Again, it seems talk of respecting elders and protecting country by shutting down economic opportunities (Fitzroy irrigation) is so much easier than the hard yards of getting indigenous stations back up and running under indigenous management or reducing the level of indigenous unemployment in the Kimberley when there are jobs begging on mines, stations and farms.

Don’t get me wrong, I think a welcome or acknowledgement to country should be respected in the appropriate setting, but what is the appropriate setting?

At times in my current role I’ve zoomed into four government meetings in a single day and each one has started with an acknowledgment, even when participants have been spread from one side of the state to the other.

The fact that people like me who engage extensively with government can go from one acknowledgement to the next, and have not left their desk, raises questions on just how far has this gone without a public debate on its limits.

It’s becoming a tax on taxpayers’ time not to mention on the taxpayer.

We need to talk about the unwritten rules around payment for welcomes.  When is it appropriate to pay taxpayer dollars, how much and to whom?  Without a list of elders, how do junior bureaucrats know who is who, within the pecking order?

This is why government has lists of approved contractors, panels of consultants and set fee schedules; it avoids claims of favouritism or corruption.

An open and transparent system listing elders and a payment schedule depending on event importance would benefit all and help keep confidence in the public over the use of taxpayer dollars to support what seems to be a growing industry.
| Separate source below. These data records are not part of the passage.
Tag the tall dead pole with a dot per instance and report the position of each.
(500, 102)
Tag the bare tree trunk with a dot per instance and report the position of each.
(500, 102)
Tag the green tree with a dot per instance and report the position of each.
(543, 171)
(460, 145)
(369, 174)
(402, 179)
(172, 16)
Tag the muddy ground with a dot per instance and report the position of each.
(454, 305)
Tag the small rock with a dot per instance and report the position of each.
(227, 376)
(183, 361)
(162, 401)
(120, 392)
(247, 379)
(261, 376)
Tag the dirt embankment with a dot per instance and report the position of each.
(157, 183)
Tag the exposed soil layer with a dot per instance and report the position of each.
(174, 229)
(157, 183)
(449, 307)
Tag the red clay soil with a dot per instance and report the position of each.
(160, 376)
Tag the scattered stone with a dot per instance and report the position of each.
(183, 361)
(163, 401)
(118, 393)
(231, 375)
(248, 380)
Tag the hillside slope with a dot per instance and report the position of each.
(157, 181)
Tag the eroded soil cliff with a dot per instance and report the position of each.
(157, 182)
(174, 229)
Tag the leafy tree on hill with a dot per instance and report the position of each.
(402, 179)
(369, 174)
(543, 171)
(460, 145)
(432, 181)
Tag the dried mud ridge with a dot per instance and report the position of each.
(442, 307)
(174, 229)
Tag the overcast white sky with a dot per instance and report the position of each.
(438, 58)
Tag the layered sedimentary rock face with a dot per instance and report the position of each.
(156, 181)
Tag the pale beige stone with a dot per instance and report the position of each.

In fact, one wonders why we are paying at all; do we see envelopes of cash handed over to the local priest by fishermen at the end of the Blessing of the Fleet, or veterans at the end of the Anzac Day dawn service? A free lunch yes, but $800 per event no matter how small?

I am focusing on the heads of department state and federal as they have become enormously proactive in driving reparation politics.  Just look at the bottom of department email signatures, more and more are signing off by acknowledging elders past and present.

No doubt some of the more progressive government ministers match the enthusiasm of their departmental heads in forcing this norm onto their bewildered bureaucracies and the community at large. But are they doing indigenous Australians a disservice? Is the welcome wearing out its welcome because if pushed too hard the community will tune out.